3. **Knowledge Graph Generation**
   - The generated response is saved temporarily.
   - The `extract.py` script is executed to create a knowledge graph.
   - The system notifies the user of success or failure.

## Core Functions
### `process_document(file_path: str) -> list[Document]`
Extracts text from a PDF and splits it into chunks for further processing.

### `get_vector_collection() -> chromadb.Collection`
Creates or retrieves a ChromaDB collection for vector-based semantic search.

### `add_to_vector_collection(all_splits: list[Document], file_name: str)`
Adds processed document chunks to the vector collection with metadata.

### `query_collection(prompt: str, n_results: int = 10) -> dict`
Queries the vector collection to retrieve contextually relevant documents.

### `call_llm(context, prompt) -> str`
Passes the context and question to the `deepseek-r1` LLM for response generation.

### `re_rank_cross_encoders(documents: list[str], prompt) -> tuple[str, list[int]]`
Uses a cross-encoder model to re-rank retrieved documents based on query relevance.

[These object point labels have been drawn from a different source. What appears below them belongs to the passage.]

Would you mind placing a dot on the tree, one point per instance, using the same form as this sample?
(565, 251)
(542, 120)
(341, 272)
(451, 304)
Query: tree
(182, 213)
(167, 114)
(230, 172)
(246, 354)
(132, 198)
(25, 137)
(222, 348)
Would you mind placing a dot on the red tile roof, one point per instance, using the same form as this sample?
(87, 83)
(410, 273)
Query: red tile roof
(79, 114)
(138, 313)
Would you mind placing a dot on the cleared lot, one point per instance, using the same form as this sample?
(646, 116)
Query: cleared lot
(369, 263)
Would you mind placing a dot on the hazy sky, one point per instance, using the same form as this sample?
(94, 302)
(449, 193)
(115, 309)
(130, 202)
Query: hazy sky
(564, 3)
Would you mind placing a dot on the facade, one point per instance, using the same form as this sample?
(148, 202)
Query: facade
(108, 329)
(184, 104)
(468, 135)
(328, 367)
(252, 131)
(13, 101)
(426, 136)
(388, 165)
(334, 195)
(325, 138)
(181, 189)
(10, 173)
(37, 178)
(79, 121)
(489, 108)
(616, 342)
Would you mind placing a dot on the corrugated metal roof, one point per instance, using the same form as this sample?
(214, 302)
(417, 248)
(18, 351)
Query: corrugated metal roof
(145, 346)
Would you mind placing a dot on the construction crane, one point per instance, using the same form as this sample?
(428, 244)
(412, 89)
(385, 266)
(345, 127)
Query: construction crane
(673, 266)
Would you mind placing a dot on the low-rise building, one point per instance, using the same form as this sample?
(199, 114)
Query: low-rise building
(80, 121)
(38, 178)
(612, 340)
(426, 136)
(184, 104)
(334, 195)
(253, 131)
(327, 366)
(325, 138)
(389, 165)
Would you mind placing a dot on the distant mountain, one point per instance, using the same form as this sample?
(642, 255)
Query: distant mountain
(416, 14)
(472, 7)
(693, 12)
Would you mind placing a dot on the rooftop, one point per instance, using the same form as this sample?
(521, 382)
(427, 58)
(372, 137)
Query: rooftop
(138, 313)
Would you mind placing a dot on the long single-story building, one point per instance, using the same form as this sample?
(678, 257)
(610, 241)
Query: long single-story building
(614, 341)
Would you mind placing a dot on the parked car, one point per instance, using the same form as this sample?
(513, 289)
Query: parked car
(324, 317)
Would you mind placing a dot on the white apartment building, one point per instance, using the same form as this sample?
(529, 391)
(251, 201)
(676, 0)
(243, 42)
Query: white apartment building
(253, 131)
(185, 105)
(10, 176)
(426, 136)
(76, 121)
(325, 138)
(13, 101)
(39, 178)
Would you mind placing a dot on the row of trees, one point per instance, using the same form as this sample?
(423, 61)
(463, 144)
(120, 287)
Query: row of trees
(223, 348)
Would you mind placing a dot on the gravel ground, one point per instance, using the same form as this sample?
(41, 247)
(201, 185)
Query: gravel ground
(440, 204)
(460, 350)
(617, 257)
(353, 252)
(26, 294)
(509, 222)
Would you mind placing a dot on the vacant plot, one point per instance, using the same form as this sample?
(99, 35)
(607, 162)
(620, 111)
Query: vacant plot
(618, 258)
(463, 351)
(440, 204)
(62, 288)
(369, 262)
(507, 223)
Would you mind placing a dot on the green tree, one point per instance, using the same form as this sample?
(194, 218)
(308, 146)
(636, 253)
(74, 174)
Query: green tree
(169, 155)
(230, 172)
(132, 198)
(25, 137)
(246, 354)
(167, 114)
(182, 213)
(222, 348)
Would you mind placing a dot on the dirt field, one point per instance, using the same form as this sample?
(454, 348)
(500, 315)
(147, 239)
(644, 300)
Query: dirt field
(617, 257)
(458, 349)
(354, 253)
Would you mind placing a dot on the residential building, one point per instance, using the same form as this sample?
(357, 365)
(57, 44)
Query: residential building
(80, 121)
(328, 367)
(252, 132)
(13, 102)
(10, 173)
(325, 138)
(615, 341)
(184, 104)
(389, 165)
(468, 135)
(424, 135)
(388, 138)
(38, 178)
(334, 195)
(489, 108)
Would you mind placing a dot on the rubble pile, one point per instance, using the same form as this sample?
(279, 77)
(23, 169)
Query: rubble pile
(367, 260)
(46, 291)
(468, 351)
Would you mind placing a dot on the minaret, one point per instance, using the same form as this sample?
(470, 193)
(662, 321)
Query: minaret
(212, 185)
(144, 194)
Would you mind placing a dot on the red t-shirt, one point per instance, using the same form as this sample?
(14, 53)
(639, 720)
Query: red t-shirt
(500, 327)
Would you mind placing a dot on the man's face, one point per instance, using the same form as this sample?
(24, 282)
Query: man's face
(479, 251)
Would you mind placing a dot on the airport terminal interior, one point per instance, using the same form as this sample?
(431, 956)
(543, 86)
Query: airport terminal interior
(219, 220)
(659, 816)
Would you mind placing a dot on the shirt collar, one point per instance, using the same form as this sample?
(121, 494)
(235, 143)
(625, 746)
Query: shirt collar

### `process_question(prompt: str) -> str`
Combines querying, re-ranking, and LLM response generation.

### `create_knowledge_graph(response: str) -> str`
Executes the `extract.py` script to generate a knowledge graph based on LLM output.

### `process_pdf(file_path: str)`
Processes an uploaded PDF, extracts text, and adds it to the vector collection.

## Gradio Interface
The Gradio-based UI consists of:
- **File Upload Section**: Users upload a PDF for processing.
- **Query Section**: Users ask questions related to the uploaded content.
- **Knowledge Graph Section**: Users can generate a visual representation of extracted knowledge.

## Execution
To run the program:
```sh
python gradio-app.py
```
This launches the Gradio interface, allowing document uploads and question answering.

## Error Handling
- If document processing fails, an error message is displayed in the UI.
- If no relevant documents are found for a query, the system returns an appropriate message.
- If knowledge graph generation fails, the error is captured and displayed.